OSA has been independently associated with cardiovascular diseases, such as hypertension (Peppard et al. 2000), stroke (Munoz et al. 2006), myocardial ischemia (Peled et al. 1999), and arrhythmias (Mehra et al. 2006), which all increases risk for sudden cardiac death. OSA and hypertension, in turn, have common risk factors such as age, obesity, and sedentary lifestyle. OSA syndrome is found in about 50 % of patients with hypertension (Pedrosa et al. 2011) and in 70 % of patients with resistant hypertension (Florczak et al. 2013). There are some data indicating that OSA is associated with hypertension independent of age and obesity (Pankow et al. 1997). The pathogenesis of systemic arterial hypertension in the course of OSA is complex and not fully explained. The most important factor seems hypoxia observed during or immediately after apneic or hypopneic incidents underlying OSA. Sympathetic excitation, expressed by increased catecholamine level and chemoreceptor alterations, caused by intermittent hypoxia has been suggested as a hypertension promoting factor (Fung et al. 2014; Freet et al. 2013). Other pathogenic factors leading to hypertension in OSA patients include systemic inflammation and endothelial dysfunction (Chen et al. 2015).

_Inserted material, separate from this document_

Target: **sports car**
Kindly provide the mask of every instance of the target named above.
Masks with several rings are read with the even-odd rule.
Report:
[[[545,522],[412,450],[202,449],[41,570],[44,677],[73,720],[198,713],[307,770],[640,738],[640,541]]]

Hypertension is the most common risk factor for cardiovascular disease and the single most important risk factor for stroke (Roger et al. 2012). Traditionally, cardiovascular risk in hypertension has been attributed to the mean blood pressure load (Taylor et al. 2015). However, inherent variability of an individual’s blood pressure may also be contributory (Rothwell 2010). Systemic arterial blood pressure undergoes marked variations during day and night (Mancia 2012). Blood pressure variability (BPV) is influenced by multiple factors, including neural dysregulation due to age, diabetes, or neuropathies, vascular, humoral, and central nervous system disorders, and mental and environmental stress (Kai et al. 2014). Association between BPV and organ damage (Matsui et al. 2011), cardiovascular events (Johansson et al. 2012), stroke (Shimbo et al. 2012), and mortality (Muntner et al. 2011) have been described. However, some other studies have failed to substantiate such associations or found the BPV of lesser importance than the actual level of blood pressure (Schutte et al. 2012).

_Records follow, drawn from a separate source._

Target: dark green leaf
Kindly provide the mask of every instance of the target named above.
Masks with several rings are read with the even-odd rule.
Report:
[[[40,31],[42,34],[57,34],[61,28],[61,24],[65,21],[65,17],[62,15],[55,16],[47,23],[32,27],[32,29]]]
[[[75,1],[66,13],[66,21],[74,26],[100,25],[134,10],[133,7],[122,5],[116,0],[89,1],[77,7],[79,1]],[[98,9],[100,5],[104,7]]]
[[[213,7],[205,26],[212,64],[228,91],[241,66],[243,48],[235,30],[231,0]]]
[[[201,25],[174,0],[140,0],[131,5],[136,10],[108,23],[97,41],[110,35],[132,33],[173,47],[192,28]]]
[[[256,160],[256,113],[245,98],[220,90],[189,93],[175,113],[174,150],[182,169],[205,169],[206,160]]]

Taking into account that OSA is accompanied by autonomic cardiovascular dysregulation which may be related to the frequency of obstructive apneic and hypopneic episodes and to increased sympathetic excitation, we hypothesized that BPV could be associated with the severity of OSA. In the present study we addresses this issue by examining BPV in the patients with mild-to-moderate and severe OSA during a 24-h period.
2 Methods
The study was approved by the Bioethics Committee of the Medical University in Wroclaw, Poland and was conducted according to the principles set in the Declaration of Helsinki for Human Research. Fifty eight patients, with newly diagnosed OSA syndrome, of the mean age of 54.3 ± 10.3 years and the mean body mass index (BMI) of 37.8 ± 6.7 kg/m2 were enrolled into the study. Thirty one (53 %) of the patients were on antihypertensive treatment. Based on the severity of OSA, patients were categorized into two groups: severe OSA with AHI ≥30/h (35 men, 5 women) and mild-to-moderate OSA with AHI between 5 and 30/h (4 men, 14 women). All patients underwent in-hospital, nocturnal polygraphic examination at the Department of Pulmonology and Lung Cancer of Medical University in Wroclaw. The following parameters were recorded during sleep: thoracic and abdominal respiratory movements, oro-nasal airflow, and arterial oxygen saturation (SaO2) with finger pulsoximetry. Abnormal respiratory events: apneas, hypopneas, and episodes of desaturations were evaluated according to the standard criteria of the American Academy of Sleep Medicine Task Force (Berry et al. 2012). The following parameters were calculated: apnea/hypopnea index (AHI) – mean number of apneic and hypopneic episodes per hour of sleep, oxygen desaturation index (ODI) – mean number of arterial oxygen desaturations per hour of sleep, and the mean of the minimal values of SaO2 at the end of apneic and hypopneic episodes.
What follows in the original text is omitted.